Wednesday, July 21, 2010

UPDATED JULY 21: Foster care in Rhode Island: The child warehousing capital of America

PROVIDENCE, RHODE ISLAND (JULY 20): Today NCCPR released a comprehensive report on child welfare in Rhode Island. The full report, press release and other documents all are available on our website here. Among the key findings:

Rhode Island takes away children at one of the highest rates in America, a rate 80 percent above the national average and nearly double and triple the rates of states widely-recognized as doing a better job of keeping children safe.

Rhode Island is the child warehousing capital of America, trapping children in the worst form of care, group homes and institutions, at a rate more than double the national average.

Rhode Island exports an astounding proportion of its institutionalized children across the country – out of state, out of mind. Representatives of the child welfare agency, the Department of Children Youth and Families, visit them only once every three months if they're in a nearby state – and only once every six months if they've been warehoused far away. (DCYF did not explain why institutions need to be checked less often, and the Rhode Island children in them need even fewer visits if they are farther away.)

Two children are institutionalized nearly a thousand miles from Rhode Island in an institution run by a national chain that was the subject of a scathing report in December 2006, alleging substandard care.

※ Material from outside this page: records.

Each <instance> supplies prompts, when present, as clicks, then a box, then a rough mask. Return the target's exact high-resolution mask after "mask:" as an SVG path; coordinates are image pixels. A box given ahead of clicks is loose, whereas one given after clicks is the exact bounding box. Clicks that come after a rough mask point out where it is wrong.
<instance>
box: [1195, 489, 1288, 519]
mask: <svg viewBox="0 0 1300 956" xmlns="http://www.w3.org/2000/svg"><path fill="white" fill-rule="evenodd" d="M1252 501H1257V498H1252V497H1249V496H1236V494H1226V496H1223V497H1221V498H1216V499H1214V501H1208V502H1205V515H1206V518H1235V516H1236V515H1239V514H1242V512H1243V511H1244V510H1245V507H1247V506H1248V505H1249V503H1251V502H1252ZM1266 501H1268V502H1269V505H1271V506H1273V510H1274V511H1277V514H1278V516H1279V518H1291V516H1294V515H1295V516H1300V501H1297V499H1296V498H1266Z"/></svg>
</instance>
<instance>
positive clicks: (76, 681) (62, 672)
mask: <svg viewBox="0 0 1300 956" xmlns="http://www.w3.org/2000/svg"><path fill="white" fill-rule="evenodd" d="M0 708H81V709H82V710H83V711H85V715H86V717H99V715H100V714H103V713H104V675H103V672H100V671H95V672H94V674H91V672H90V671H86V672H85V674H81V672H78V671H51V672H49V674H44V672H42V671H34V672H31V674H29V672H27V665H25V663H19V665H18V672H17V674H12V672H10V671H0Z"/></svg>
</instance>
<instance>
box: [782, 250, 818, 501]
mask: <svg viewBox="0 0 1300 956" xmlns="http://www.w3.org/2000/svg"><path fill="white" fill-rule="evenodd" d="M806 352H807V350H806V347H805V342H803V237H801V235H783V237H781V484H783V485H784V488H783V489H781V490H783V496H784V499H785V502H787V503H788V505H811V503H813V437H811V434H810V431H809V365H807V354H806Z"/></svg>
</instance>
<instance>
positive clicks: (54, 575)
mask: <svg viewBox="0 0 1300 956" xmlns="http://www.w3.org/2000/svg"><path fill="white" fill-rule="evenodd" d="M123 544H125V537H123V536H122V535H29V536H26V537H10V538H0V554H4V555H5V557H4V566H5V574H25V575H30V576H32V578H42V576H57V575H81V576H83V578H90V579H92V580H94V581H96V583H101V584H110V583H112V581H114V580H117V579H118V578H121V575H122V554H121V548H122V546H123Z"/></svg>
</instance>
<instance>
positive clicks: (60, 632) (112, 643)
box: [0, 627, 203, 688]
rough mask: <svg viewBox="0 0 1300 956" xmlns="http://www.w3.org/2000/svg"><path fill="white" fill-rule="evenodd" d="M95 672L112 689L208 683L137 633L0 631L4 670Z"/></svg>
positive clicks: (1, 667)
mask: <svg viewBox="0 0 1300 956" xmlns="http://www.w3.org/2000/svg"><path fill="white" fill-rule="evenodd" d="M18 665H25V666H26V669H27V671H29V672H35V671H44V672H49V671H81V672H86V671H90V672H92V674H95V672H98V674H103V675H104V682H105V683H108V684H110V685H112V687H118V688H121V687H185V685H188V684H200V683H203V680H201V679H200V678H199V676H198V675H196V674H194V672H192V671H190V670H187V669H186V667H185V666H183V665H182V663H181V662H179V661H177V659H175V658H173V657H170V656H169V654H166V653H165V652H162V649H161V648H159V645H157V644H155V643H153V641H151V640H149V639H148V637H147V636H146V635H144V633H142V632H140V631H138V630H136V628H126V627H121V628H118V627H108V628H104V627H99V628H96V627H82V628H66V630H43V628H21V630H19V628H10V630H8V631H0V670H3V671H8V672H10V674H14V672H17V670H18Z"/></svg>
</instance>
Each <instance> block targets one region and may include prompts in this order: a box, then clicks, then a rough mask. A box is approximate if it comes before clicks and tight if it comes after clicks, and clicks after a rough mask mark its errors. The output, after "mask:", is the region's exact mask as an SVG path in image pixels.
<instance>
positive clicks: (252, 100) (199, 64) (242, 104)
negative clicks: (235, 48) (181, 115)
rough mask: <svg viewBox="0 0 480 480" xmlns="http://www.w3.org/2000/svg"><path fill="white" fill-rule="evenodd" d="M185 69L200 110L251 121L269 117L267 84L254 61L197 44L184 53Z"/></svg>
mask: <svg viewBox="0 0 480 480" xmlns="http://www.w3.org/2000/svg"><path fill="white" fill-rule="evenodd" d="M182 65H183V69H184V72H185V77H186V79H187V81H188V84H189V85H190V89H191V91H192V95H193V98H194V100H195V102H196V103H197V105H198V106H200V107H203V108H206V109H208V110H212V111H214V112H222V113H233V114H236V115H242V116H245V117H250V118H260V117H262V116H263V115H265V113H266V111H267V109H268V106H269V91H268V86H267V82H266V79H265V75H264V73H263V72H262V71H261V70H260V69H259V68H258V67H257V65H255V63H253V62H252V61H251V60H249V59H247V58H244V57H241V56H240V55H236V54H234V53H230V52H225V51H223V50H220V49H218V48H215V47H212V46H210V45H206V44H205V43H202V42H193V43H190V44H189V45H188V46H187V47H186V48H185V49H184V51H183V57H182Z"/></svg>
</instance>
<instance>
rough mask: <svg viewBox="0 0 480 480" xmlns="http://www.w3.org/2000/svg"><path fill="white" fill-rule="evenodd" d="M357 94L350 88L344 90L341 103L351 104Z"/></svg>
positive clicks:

DCYF did not even know about this report until NCCPR called it to their attention.

In addition to doing enormous harm to the children, all this wastes huge amounts of taxpayer money. Rhode Island spends on child welfare at one of the highest rates in the Nation, a rate more than two-and-a-half times the national average.

Although DCYF is being sued by the group that so arrogantly calls itself "Children's Rights" the lawsuit is not likely to do much good – and might even do harm. That's because of CR's depressing track record of ignoring the problem of wrongful removal, and sometimes making it worse.

The only good news in all this: Because Rhode Island already is spending so much, and getting so little, it is possible to comprehensively reform the system without spending more money.

The Providence Journal has two excellent stories on the report, available here and here and WPRO Radio has a story here

Most interesting has been the response from DCYF. For well over a day after seeing the report they would say nothing. Then, finally, they told the Journal, in effect: Look at the bright side. We used to be even worse!